“You aren’t gonna need it” (acronym: YAGNI) is a principle of extreme programming (XP) that states a programmer should not add functionality until deemed necessary. XP co-founder Ron Jeffries has written: “Always implement things when you actually need them, never when you just foresee that you need them.”
I reckon the way through these is to look at the data. In the context of semweb stuff, more or less the richer the data the more the potential for serendipity. With caveats : thin data using well-known vocabs is more likely to be reused than fat data using obscure ones. Also there is likely to be a point of diminishing returns, if you’ve got to do loads of coding to generate/pull out something fairly insignificant, your time is probably better spent elsewhere.

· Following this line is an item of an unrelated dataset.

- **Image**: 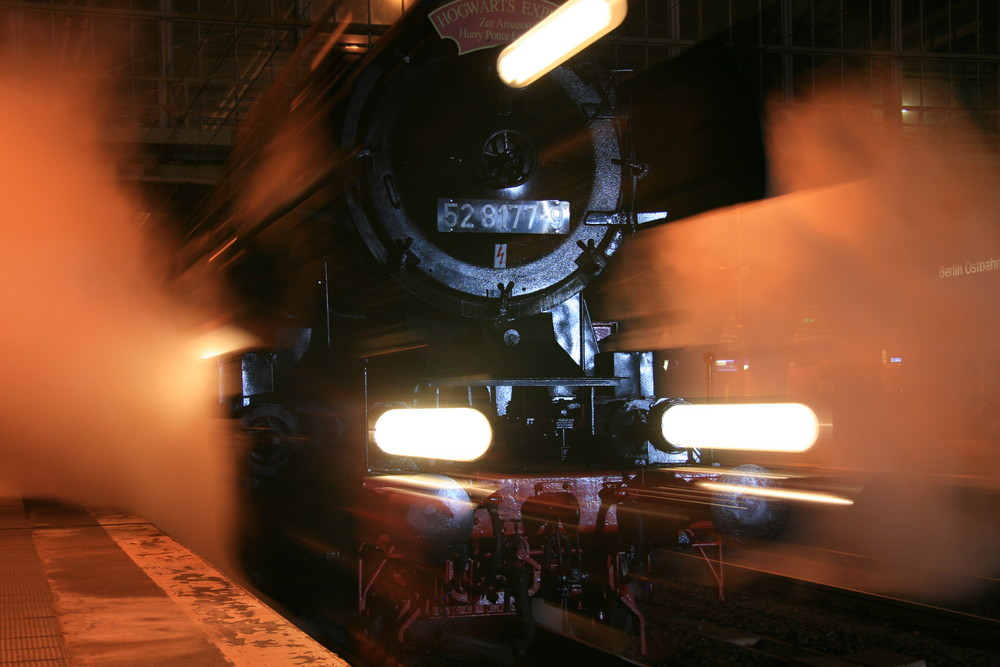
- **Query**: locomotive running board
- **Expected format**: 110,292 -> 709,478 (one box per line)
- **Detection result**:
583,210 -> 669,227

What brought this to mind was working on this NewsMonitor feed aggregator thing. How much to pull out of the (RSS 1.0, RSS 2.0, Atom…) feeds given that there’s a huge amount of variety in the wild. For simple display all that’s needed really is: entry URL, title, content, date. But, do you e.g. smush atom:published and atom:updated to a single date field? I’m using SAX-based parsers so it’s been fairly easy to pull out a fair bit of detail (despite lots of testing/tweaking because of variety in the wild). I’ve wound up with DateStamp, Person and Link objects in my model alongside the obvious Feed and Entry. But there was one point where I thought I might have gone too far given there is a deadline, that was with pulling links out of content (as dcterms:references). But these are totally webby artifacts, and something in the back of my mind decided this would be worthwhile…
As it happens, this should be the case sooner rather than later. While building the basic aggregator functionality, I’d forgotten a major chunk of the planned functionality – the ability to discover new feeds related to the given topic. For that, links in content are a must-have.